By NATARIO McKENZIE
Tribune Business Reporter
nmckenzie@tribunemedia.net
A well-known labour attorney has called on all Bahamian trade unions and the Government to help absorb the costs of a Privy Council appeal, suggesting the case at issue has far-reaching effects for the labour movement and wider country.
Trades Union Congress (TUC) president, Obie Ferguson, told Tribune Business that the Court of Appeal ruling last year in favour of the Grand Lucayan Resort would effectively take the trade union movement and workers back some 50 years.
“We have made an application to the Privy Council for leave to have the matter adjudicated at the Privy Council. I have done that,” he said.
“I have filed the appropriate application for leave to argue the case in front of the Privy Council. The effect of it is far reaching. It affects every trade union in the Bahamas. There has never been a case where an application for renegotiation has been made and completed before the old one expires.
“The employers generally would not negotiate in good faith with the expressed purpose of the new agreement not being implemented before the old one expires. Therein lies the problem because according to this ruling, once that expires that’s the end of it and it puts the workers in ‘No Man’s Land’. That’s the reason why we are appealing it.”

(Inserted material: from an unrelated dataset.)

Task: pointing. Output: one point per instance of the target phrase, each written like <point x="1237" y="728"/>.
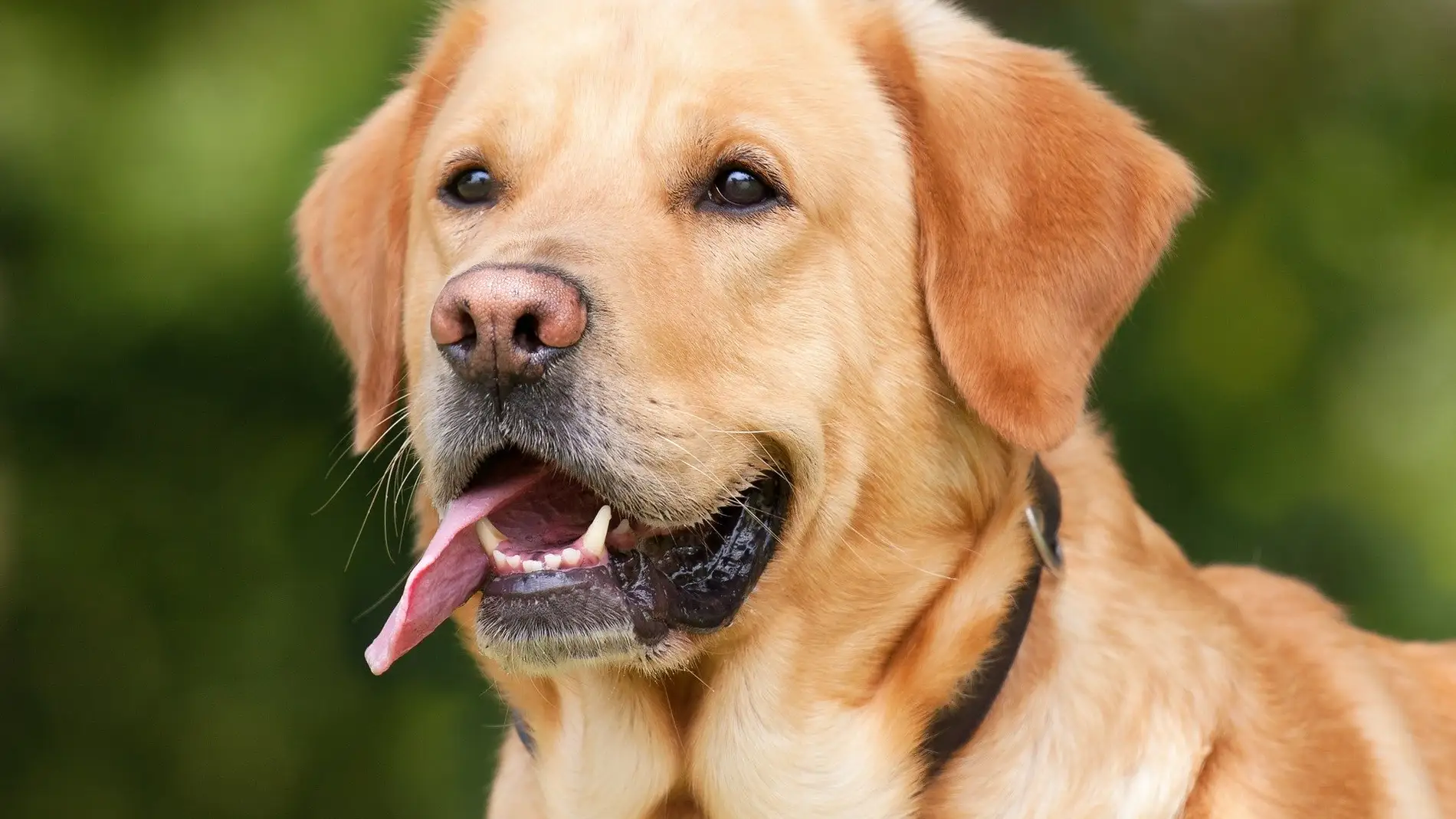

Mr Ferguson was referring to the Court of Appeal decision which found that the Grand Lucayan was not obligated to keep providing Christmas bonuses and ham and turkey to union members after their industrial agreement had expired.
The appellate court decision overturned an earlier Supreme Court ruling that the expired industrial agreement’s provisions had been incorporated into the individual contracts of the Grand Lucayan staff.
Finding in favour of the appeal by the Freeport-based property’s owner, Hutchison Lucaya, the Court of Appeal also ruled that the Commonwealth Union of Hotel Workers and Allied Workers had ‘no standing’ to bring the action.
This was because the 2002 agreement with the Grand Lucayan had been signed by the Bahamas Hotel Catering and Allied Workers Union (BHCAWU), which the Commonwealth Union subsequently defeated and replaced as the bargaining agent for the resort’s line staff.
Due to the fact that the Commonwealth Union was neither a party to the expired industrial agreement, nor staff’s individual employment contracts, the Court of Appeal said the case should have been brought by the impacted workers and not the union.
“Until that ruling is overturned the employer may not be governed by an unregistered industrial agreement or an expired industrial agreement,” said Mr Ferguson.
“Some agreements take a year, some take two years and some take longer, but the parties used to obey and honour those terms. Now the Court of Appeal is saying that once the agreement expires, unless you had something in it which one can imply that those terms ought to be continuous, there’s no obligation on the employer to abide by them.”
He added: “I have asked all trade unions in the Bahamas, and even the Government to participate in absorbing the costs and the legal fees for the appeal at the Privy Council because I think it is in the interest of the country. It’s not a one union issue.
“One union might be affected now but it’s something that will affect the entire country and the Minister of Labour, because he will have a lot of dismissed workers claiming to have certain things when in fact, in law, there is not a legitimate claim to it once the agreement expires.”